Book Two: 59,549 words. Some of those words are plot notes I’ve incorporated into the text—but basically: 59,500 words. And they all terrify me.

It’s true: I’ve never known how my books are going to end until I’ve been mere pages away from their respective endings. But this book is different. I’ve written it entirely via laptop, as opposed to scribbling it on the ruled pages of notebooks. This electronic willy-nilliness has led to some unprecedented, wondrous and terrifying writing behaviours. To wit: I’m writing ANYTHING THAT COMES TO ME. It doesn’t matter if Plot Thing #Sort of Near the End comes waaaay past Plot Thing #Mired in the Ghastly Middle, or #Even Less Sort of Near the End as That Other Thing: I’m writing whatever’s easiest to write.

It was not ever thus.

I used to make my painfully sedate way through stories, giving each moment and scene whatever time it required to be born. I used to spend weeks sketching out what had to happen next, because there’d be no ending without it—no culmination without a methodically constructed arc. Remember: I never, ever knew how these stories would end. And yet I had to follow some sort of linear path; had to linger and wait, making space for what was next, and next after that, because to jump ahead would somehow (as in a bad time travel movie) jeopardize the integrity of all that had not yet gone before.

To wit, take 2: When I was starting to think about the book that would become The Pattern Scars, I envisioned a scene: a pivotal one, in which a case of deliberately mistaken identity would be exposed. I had no idea what the context would be: I knew only that there would be a scene like this. I didn’t write the scene. I spent days and weeks and months grappling with all the events that would lead to this scene—and when I finally got there, it was orgasmically good and right and justified—delayed gratification rewarded.

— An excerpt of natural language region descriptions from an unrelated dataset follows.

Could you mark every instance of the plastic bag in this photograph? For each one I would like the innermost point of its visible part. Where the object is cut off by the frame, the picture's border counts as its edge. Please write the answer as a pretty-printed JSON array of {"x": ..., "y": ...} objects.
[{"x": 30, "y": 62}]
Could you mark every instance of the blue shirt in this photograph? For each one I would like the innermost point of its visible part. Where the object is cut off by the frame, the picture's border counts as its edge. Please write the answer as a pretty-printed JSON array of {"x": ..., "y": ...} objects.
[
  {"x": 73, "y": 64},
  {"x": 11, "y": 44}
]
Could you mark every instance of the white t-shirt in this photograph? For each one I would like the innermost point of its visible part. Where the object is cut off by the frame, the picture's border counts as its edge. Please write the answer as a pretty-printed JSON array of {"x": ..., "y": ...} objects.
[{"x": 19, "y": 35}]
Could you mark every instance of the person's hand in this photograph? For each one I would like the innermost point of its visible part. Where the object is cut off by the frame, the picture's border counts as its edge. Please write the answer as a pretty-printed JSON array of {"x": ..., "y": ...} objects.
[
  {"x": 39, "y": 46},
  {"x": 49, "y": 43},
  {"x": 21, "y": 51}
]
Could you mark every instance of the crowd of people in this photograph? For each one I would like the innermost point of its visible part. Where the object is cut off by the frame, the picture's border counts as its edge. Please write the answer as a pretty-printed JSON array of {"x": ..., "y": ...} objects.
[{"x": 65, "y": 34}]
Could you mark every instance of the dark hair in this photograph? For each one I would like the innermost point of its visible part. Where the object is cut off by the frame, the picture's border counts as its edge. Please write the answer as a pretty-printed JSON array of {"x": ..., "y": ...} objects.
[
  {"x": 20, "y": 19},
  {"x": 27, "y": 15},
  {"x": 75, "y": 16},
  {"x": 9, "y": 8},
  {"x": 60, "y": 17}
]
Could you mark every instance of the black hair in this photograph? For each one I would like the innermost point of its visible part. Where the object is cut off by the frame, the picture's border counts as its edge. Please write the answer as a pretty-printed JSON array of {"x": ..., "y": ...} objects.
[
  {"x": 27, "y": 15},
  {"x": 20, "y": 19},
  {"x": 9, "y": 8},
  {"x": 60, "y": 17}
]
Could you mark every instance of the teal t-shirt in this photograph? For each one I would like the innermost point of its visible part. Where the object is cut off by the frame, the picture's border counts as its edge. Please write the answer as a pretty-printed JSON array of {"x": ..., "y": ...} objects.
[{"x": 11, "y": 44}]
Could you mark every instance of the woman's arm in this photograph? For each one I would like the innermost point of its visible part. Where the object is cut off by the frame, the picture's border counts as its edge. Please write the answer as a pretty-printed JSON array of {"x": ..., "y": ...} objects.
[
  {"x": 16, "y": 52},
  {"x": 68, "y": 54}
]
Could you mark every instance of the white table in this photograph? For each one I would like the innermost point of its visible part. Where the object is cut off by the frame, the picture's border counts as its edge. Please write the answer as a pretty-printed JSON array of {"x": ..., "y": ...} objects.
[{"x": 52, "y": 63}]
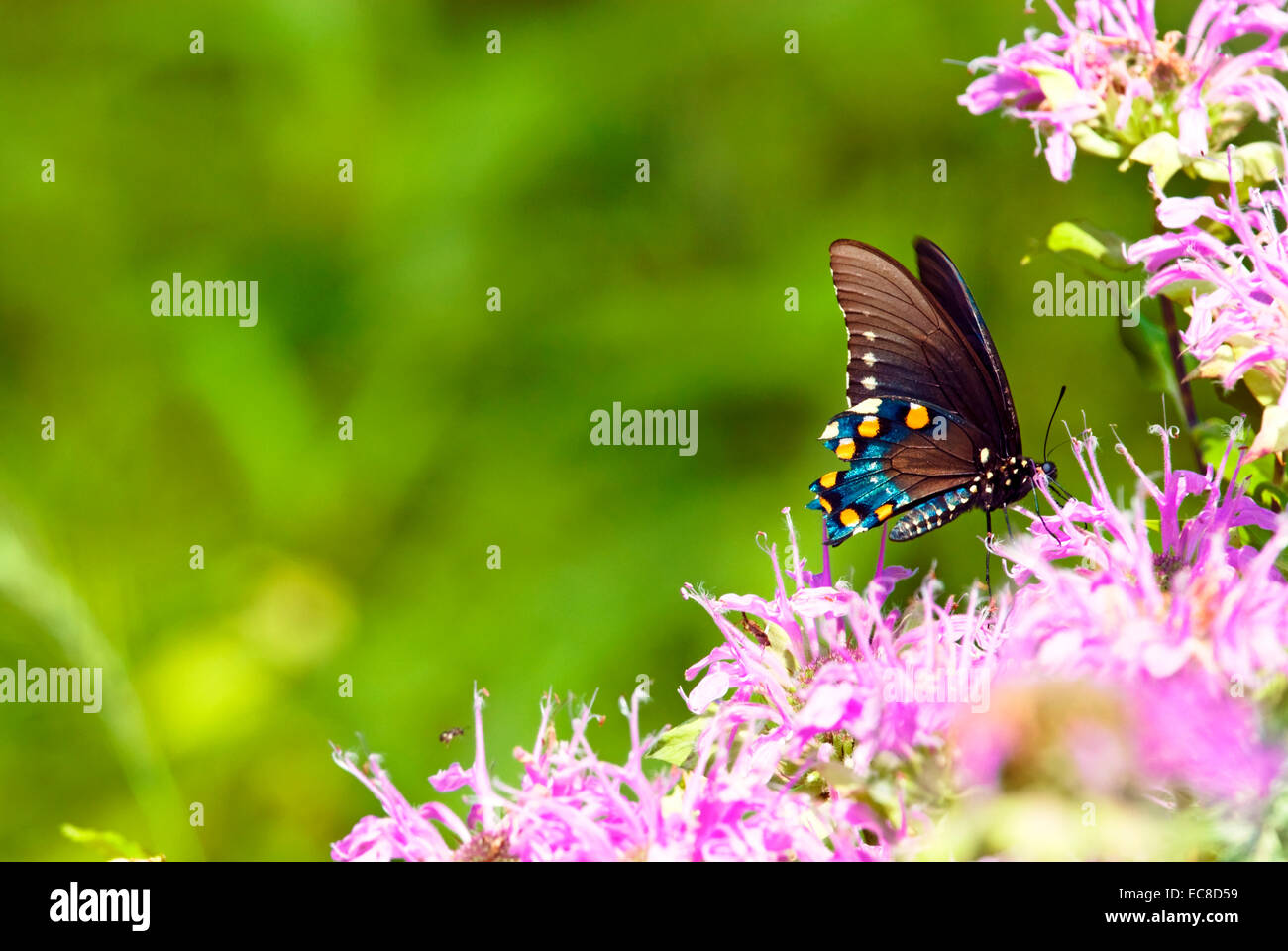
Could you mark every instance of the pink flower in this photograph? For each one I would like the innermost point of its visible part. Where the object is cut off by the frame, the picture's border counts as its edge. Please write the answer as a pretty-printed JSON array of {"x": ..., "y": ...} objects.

Not this time. There’s not a single linear thing going on, in this second Minotaur book. I’m seizing images and bits of scenes, no matter where they might come in the story, and I’m writing them. On my laptop. In a file that’s now called “Consolidated MS”, because for many many months it was divvied into four separate bits.

What am I DOING?

The downside: this is undiscovered territory, and I might make a mess of navigating it.

The upside: this is undiscovered territory, and I might realize that mapping it can be both random and GREAT.

The moral of the story’s story: do not assume you’ve definitively figured out your own creative process. Do not. You could move from a spiral-bound notebook to a MacBook Air. You, who’ve always needed to see the Big Picture, might see an ending before you understand how to get there, or a beginning with no apparent ending. You might use a pencil instead of a pen. You might start writing on the streetcar instead of at the desk you’ve been trying to write at for years (all the things in alignment: the view, the paper clip receptacle, the photos of that bleak and beautiful hillside at Mycenae).

Here Be Dragons. ROAWR. Also: YIKES.